1 Corinthians 1:18-25
The Gospel versus Human Wisdom:
The Greeks prided themselves on their wisdom. Real wisdom, however, is in the “word of the cross,” i.e., the message of the crucified and resurrected Christ. To the “intellectually elite,” the gospel was foolishness; to those “being saved” (a process, not a one-time act) it was the “power of God” (cf. Rom. 1:16). The so-called “wisdom of the wise” would come to a dead end (cf. Isa. 29:14, LXX). The philosophers of the Greek world were fools compared to the revelation from God (v.20). Compare the modern philosopher who has no idea how the universe came into being—or of his own origin. Instead, he pontificates utterly ridiculous theories.

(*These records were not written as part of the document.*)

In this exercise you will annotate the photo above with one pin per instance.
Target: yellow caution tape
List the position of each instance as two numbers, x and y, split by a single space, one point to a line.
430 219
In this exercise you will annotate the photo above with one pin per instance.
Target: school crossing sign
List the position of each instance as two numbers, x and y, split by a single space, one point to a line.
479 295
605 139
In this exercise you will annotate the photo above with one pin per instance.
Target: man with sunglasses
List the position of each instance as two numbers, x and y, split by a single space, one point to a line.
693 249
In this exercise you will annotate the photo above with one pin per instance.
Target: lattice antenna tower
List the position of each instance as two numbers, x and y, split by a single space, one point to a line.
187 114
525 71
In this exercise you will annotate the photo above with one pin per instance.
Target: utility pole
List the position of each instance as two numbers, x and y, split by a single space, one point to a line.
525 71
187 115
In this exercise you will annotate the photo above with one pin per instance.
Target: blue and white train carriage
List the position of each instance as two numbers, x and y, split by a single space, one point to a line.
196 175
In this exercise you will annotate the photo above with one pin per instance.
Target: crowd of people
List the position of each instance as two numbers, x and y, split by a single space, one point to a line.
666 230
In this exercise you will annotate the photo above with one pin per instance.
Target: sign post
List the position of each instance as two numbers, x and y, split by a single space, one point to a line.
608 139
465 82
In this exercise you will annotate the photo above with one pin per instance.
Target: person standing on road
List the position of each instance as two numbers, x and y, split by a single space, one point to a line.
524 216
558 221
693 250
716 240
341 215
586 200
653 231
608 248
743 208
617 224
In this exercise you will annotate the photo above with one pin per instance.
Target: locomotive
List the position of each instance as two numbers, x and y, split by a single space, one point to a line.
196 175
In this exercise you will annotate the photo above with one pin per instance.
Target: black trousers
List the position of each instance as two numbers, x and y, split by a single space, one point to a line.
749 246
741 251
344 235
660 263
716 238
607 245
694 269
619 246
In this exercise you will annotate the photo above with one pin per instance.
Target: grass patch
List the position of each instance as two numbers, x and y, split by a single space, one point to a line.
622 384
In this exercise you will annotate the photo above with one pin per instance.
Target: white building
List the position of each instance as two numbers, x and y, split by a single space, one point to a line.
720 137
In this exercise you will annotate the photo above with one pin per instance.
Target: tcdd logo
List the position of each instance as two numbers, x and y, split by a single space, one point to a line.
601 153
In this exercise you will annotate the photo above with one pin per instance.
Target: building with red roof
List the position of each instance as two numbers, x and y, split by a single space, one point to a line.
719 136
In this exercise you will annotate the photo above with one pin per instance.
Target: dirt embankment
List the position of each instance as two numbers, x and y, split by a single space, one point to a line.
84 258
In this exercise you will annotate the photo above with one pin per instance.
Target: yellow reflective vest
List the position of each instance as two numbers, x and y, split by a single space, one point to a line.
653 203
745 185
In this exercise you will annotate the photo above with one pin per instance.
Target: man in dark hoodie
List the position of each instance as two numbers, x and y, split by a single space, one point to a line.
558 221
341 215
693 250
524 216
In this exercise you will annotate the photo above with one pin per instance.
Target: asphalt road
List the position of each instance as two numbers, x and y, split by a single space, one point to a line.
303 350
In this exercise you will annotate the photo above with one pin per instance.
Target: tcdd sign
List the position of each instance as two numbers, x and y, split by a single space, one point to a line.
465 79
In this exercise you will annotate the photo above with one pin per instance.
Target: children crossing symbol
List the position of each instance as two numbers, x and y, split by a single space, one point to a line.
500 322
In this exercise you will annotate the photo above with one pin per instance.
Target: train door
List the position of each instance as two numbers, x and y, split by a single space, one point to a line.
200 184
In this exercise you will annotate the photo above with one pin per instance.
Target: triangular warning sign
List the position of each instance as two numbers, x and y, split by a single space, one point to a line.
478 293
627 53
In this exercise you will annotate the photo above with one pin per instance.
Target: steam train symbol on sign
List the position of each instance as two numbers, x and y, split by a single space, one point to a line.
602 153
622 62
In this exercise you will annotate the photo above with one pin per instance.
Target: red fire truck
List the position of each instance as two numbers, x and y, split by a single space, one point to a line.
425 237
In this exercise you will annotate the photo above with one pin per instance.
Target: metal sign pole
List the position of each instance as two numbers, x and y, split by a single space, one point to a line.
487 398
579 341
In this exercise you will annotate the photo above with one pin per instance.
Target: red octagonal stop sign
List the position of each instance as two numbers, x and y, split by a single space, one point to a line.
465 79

It was God’s pleasure to save lost humanity (i.e., those who will) through the so-called “foolishness” of the message of the cross, accessed only by those who believe it and surrender to its obligations (v. 21; cf. Acts 18:8). The pride of the Greeks would not allow many of them to accept the simple message of a Savior who died for their sins. So remains the situation with many today. A crucified Messiah was a “stumbling block” to the Jews; such did not fit their perception of a conquering king who would overthrow Rom (cf. Jn. 6:15). To those who truly were wise, however and accepted the sacred “calling” (v. 24; 2 Thes. 2:14), Jesus Christ was the power and wisdom of God. With strong hyperbole Paul declared that the “foolishness” and “weakness” of God is so vastly superior to the “wisdom” and “strength” of men, there is no comparison! (v. 25).